Том остановился и слез с велосипеда. Шолто, дав короткое и весьма сатирическое описание внешности Белаквы, спросил:

— Нечто такое, что соответствовало бы моему описанию, тебе по дороге случайно не попадалось?

— Отчего ж нет, очень даже попадалось.— Тому явно было приятно, что он может помочь,— Было такое, катило на велосипеде, мчалось, да так шустро, что тебе огонь по сухой траве!

— На ВЕЛОСИПЕДЕ? — вскричала Винни.— Как на велосипеде? Но у него нет никакого велосипеда!

— Том, выведи из гаража машину,— попросил Шолто,— выезжай сюда. Поедем все вместе, и будешь глядеть в оба.

— Но это не мог быть он! — сердилась Винни, раздраженная сразу по нескольким причинам,— Я ж тебе говорю, нет у него никакого велосипеда!

— Кто бы то ни был,— Шолто, чувствуя себя теперь хозяином положения, говорил уверенным и властным голосом,— на машине мы его догоним еще до того, как он доберется до шоссе.

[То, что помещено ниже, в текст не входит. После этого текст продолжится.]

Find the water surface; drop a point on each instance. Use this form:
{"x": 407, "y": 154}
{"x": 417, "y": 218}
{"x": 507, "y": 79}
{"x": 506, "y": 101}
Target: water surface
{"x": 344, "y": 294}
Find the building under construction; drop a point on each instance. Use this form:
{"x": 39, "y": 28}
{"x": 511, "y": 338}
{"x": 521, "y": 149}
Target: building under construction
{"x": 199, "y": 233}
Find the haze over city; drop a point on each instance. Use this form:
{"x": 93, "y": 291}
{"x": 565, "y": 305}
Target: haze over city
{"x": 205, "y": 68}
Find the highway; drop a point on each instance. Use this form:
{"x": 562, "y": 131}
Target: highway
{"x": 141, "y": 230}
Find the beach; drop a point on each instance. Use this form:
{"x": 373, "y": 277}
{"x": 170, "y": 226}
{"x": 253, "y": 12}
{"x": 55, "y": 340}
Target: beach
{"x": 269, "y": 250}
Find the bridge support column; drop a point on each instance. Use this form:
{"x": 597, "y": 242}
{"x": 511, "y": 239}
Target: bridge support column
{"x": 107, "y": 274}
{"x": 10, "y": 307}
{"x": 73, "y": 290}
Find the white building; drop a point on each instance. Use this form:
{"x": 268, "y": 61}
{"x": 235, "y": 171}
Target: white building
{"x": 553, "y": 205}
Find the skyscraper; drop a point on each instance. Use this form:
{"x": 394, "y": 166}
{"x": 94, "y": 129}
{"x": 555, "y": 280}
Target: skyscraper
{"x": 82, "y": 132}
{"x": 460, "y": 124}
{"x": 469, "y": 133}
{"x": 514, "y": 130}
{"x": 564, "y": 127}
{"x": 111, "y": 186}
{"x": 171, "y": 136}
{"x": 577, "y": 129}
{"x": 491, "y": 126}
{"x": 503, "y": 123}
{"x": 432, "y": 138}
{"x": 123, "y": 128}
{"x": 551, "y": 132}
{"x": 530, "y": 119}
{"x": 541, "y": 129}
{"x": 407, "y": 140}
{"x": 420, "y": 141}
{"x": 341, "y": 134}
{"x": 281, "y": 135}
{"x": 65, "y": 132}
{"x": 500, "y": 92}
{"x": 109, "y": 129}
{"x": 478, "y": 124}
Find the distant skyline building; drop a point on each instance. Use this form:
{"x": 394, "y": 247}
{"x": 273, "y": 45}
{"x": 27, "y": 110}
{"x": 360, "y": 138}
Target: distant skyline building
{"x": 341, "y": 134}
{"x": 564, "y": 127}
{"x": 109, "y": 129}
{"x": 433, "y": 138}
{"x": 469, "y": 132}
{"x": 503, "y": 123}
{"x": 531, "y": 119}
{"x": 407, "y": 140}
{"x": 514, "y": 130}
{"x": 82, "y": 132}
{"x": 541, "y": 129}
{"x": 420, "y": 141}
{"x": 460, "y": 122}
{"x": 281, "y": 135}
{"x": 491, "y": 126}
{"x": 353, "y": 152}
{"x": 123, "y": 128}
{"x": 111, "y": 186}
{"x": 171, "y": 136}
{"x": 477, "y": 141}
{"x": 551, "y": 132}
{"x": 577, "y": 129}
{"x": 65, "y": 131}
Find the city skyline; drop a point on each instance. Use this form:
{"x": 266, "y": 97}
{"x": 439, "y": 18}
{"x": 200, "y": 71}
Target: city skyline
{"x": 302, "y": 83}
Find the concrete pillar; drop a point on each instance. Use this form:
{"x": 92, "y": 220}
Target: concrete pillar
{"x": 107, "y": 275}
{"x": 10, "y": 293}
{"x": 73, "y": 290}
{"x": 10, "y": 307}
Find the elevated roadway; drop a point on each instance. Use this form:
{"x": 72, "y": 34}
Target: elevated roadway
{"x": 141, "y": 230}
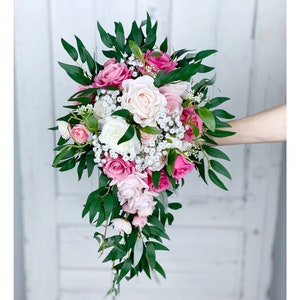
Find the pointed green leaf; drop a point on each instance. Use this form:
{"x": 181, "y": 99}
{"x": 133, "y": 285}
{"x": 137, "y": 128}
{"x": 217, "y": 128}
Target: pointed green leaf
{"x": 70, "y": 49}
{"x": 137, "y": 251}
{"x": 215, "y": 179}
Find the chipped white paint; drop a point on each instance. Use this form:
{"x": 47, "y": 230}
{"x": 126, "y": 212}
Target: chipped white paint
{"x": 221, "y": 242}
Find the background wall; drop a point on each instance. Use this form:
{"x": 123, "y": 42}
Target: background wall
{"x": 221, "y": 243}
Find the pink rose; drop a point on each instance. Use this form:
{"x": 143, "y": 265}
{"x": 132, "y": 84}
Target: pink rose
{"x": 112, "y": 74}
{"x": 82, "y": 88}
{"x": 139, "y": 221}
{"x": 79, "y": 133}
{"x": 156, "y": 61}
{"x": 64, "y": 129}
{"x": 122, "y": 225}
{"x": 163, "y": 184}
{"x": 182, "y": 167}
{"x": 117, "y": 168}
{"x": 143, "y": 100}
{"x": 131, "y": 187}
{"x": 174, "y": 101}
{"x": 190, "y": 118}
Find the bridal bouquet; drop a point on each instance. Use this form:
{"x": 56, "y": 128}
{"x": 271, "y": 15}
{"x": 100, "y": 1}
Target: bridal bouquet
{"x": 140, "y": 120}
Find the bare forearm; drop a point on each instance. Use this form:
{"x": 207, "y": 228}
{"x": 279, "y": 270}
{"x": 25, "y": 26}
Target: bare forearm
{"x": 264, "y": 127}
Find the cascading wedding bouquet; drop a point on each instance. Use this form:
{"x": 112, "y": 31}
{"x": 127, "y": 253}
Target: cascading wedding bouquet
{"x": 144, "y": 124}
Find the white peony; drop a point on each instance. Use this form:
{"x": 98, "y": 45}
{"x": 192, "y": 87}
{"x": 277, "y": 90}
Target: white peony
{"x": 113, "y": 129}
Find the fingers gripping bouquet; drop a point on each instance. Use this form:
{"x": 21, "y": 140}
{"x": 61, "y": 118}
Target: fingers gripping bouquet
{"x": 144, "y": 124}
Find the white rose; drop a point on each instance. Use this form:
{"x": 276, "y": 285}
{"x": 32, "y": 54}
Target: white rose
{"x": 113, "y": 129}
{"x": 143, "y": 100}
{"x": 64, "y": 129}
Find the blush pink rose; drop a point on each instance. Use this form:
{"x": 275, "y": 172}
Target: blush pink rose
{"x": 79, "y": 133}
{"x": 182, "y": 167}
{"x": 112, "y": 74}
{"x": 190, "y": 118}
{"x": 156, "y": 61}
{"x": 143, "y": 100}
{"x": 82, "y": 88}
{"x": 163, "y": 184}
{"x": 139, "y": 221}
{"x": 131, "y": 187}
{"x": 117, "y": 168}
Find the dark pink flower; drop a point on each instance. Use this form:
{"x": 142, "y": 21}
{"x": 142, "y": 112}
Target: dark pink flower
{"x": 117, "y": 168}
{"x": 182, "y": 167}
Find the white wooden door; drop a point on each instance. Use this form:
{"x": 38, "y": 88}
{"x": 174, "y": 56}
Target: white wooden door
{"x": 221, "y": 242}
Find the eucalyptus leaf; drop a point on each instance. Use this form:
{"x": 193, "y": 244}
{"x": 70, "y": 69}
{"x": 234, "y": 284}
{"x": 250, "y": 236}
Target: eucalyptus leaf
{"x": 138, "y": 251}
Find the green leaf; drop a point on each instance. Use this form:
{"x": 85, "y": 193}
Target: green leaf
{"x": 136, "y": 34}
{"x": 216, "y": 153}
{"x": 150, "y": 253}
{"x": 70, "y": 49}
{"x": 127, "y": 135}
{"x": 220, "y": 133}
{"x": 164, "y": 45}
{"x": 68, "y": 165}
{"x": 221, "y": 113}
{"x": 94, "y": 208}
{"x": 172, "y": 155}
{"x": 114, "y": 254}
{"x": 137, "y": 251}
{"x": 105, "y": 37}
{"x": 103, "y": 181}
{"x": 90, "y": 163}
{"x": 135, "y": 49}
{"x": 175, "y": 205}
{"x": 207, "y": 117}
{"x": 150, "y": 130}
{"x": 215, "y": 179}
{"x": 125, "y": 269}
{"x": 158, "y": 246}
{"x": 120, "y": 37}
{"x": 108, "y": 203}
{"x": 205, "y": 53}
{"x": 160, "y": 270}
{"x": 216, "y": 101}
{"x": 218, "y": 167}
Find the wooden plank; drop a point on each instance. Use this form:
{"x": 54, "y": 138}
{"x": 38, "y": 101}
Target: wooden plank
{"x": 268, "y": 89}
{"x": 33, "y": 84}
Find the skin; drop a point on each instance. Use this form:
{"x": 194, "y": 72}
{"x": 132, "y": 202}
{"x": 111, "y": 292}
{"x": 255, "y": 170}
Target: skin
{"x": 264, "y": 127}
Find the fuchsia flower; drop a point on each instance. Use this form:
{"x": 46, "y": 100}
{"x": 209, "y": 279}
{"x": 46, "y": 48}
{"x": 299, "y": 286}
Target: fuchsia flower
{"x": 79, "y": 133}
{"x": 182, "y": 167}
{"x": 113, "y": 74}
{"x": 139, "y": 221}
{"x": 163, "y": 184}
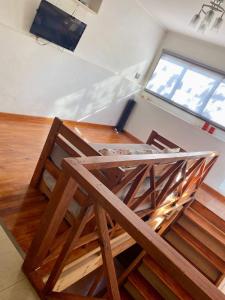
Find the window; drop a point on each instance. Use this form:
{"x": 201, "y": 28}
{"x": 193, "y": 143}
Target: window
{"x": 193, "y": 88}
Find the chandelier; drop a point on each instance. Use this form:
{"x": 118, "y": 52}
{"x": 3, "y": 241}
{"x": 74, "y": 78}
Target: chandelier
{"x": 210, "y": 16}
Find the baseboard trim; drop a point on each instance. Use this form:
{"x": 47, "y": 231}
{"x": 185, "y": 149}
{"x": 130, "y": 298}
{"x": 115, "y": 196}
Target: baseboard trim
{"x": 133, "y": 137}
{"x": 212, "y": 191}
{"x": 45, "y": 120}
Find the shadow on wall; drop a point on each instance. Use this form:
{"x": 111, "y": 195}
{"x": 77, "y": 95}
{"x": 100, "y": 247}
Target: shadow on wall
{"x": 101, "y": 102}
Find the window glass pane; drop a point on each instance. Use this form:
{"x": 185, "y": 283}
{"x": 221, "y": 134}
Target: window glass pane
{"x": 165, "y": 76}
{"x": 215, "y": 109}
{"x": 194, "y": 89}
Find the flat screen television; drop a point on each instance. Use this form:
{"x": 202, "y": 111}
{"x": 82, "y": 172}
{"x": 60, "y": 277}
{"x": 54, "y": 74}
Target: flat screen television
{"x": 56, "y": 26}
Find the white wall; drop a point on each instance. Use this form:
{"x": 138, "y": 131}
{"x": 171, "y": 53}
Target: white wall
{"x": 90, "y": 84}
{"x": 184, "y": 129}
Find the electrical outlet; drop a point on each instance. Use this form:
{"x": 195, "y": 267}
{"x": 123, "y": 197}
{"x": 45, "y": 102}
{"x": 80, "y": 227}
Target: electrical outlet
{"x": 137, "y": 75}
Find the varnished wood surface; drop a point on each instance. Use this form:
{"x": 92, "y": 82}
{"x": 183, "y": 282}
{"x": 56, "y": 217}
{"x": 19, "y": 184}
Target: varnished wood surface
{"x": 21, "y": 142}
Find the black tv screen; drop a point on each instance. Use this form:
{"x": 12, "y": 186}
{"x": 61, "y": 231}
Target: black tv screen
{"x": 56, "y": 26}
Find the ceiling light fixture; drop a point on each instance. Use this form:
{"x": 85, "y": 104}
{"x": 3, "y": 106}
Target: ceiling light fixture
{"x": 209, "y": 11}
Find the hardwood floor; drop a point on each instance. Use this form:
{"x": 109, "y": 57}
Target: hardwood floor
{"x": 21, "y": 141}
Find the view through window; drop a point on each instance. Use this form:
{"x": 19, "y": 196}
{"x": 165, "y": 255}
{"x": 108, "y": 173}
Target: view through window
{"x": 196, "y": 89}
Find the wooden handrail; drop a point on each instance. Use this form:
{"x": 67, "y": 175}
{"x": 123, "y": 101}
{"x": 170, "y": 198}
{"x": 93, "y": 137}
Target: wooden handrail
{"x": 180, "y": 179}
{"x": 106, "y": 162}
{"x": 189, "y": 277}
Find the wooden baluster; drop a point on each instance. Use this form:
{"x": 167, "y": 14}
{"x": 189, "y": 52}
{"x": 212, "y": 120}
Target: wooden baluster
{"x": 108, "y": 264}
{"x": 135, "y": 186}
{"x": 50, "y": 222}
{"x": 152, "y": 185}
{"x": 70, "y": 243}
{"x": 164, "y": 193}
{"x": 46, "y": 151}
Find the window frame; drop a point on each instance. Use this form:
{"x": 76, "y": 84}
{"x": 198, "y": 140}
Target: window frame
{"x": 169, "y": 101}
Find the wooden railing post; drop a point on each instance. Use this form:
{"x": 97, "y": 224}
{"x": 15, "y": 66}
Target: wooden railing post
{"x": 45, "y": 152}
{"x": 50, "y": 222}
{"x": 108, "y": 264}
{"x": 70, "y": 243}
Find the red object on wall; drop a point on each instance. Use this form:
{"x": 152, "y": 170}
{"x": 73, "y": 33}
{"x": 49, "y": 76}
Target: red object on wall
{"x": 205, "y": 126}
{"x": 212, "y": 130}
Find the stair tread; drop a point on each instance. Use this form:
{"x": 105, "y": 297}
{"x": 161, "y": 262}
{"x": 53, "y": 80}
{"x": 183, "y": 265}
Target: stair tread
{"x": 143, "y": 286}
{"x": 165, "y": 278}
{"x": 205, "y": 224}
{"x": 200, "y": 234}
{"x": 209, "y": 215}
{"x": 215, "y": 260}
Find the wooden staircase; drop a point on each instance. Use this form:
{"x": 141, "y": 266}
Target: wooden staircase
{"x": 150, "y": 281}
{"x": 199, "y": 235}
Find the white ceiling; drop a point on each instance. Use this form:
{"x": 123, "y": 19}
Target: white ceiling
{"x": 175, "y": 15}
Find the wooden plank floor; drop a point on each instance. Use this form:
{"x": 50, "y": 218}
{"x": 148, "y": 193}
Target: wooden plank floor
{"x": 21, "y": 141}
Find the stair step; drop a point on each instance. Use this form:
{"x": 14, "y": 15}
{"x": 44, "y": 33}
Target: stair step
{"x": 166, "y": 286}
{"x": 124, "y": 295}
{"x": 209, "y": 215}
{"x": 192, "y": 256}
{"x": 201, "y": 235}
{"x": 143, "y": 286}
{"x": 215, "y": 260}
{"x": 206, "y": 225}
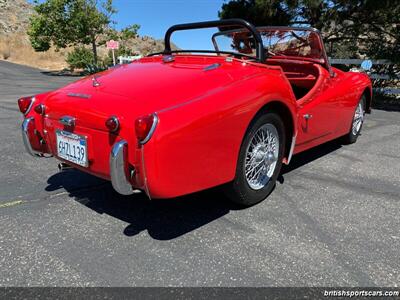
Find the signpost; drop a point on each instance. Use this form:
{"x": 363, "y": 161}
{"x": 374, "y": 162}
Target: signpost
{"x": 112, "y": 45}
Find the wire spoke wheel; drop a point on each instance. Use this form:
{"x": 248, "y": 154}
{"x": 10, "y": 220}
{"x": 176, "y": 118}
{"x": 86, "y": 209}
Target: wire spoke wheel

Однако Шолто недооценил скорость, с которой мог передвигаться Белаква, а точнее, не угадал направления его движения, и еще до того, как они отъехали от больницы, Белаква уже благополучно сидел в пивной Тэйлора в Свордсе, но то, как он заливал в себя кружку за кружкой, весьма Тэйлора настораживало.

ДИНЬ-ДОН

Белаква, которого я знавал как раз в те времена, когда тот находился в последней фазе своего солипсизма, иначе говоря, веровал лишь в свое собственное существование и считал мир порождением своей собственной фантазии, вносил оживление в свою жизнь постоянными перемещениями с места на место (потом он, правда, поменял взгляды, пошел, так сказать, в ногу со всеми и стал находить кой-какие радости в мире вокруг себя, в том мире, который не зависел от его фантазий). Он толком не знал, откуда в нем взялась убежденность, что перемещение с места на место оживляет существование, но, по крайней мере, в том, что эта убежденность проистекала не просто из его предпочтения одного места другому, он был уверен. Его тешила мысль, что он может ускользать от того состояния, которое он называл "налетом Фурий", простым передвижением в пространстве. Что же касается того, куда именно идти, то это не имело особого значения, так как после того как он прибывал на место назначения, все окружающее переставало для него существовать. Уже сам по себе акт вскакивания с места и отправления куда-то — при этом не имело никакого значения, с какой точки начиналось движение и куда оно вело,— оказывал на Белакву благотворное воздействие. Уверяю вас, что все было именно так, как я рассказываю. Белаква кручинился лишь по поводу того, что он не располагал достаточными средствами, чтобы потакать своей прихоти, так сказать, по-крупному, на больших пространствах суши и моря. Как замечательно было бы перемещаться, куда хочешь, носиться туда-сюда по водам и по тверди. Но Белаква не мог себе позволить отправляться в дальние странствия, ибо был беден. Однако в малом масштабе он исправно делал все, что ему было доступно. От уютного местечка у камина до окна, из одной комнаты в другую, даже из одного района города в другой — на все эти перемещения, эти акты движения у него вполне хватало энергии, и, несомненно, таковые перемещения оказывали на него, как правило, благотворное воздействие. Но то было в давние времена, в дни моей юности, когда я еще учился — занятия были мукой мученической, а переменки и каникулы некоторым облегчением.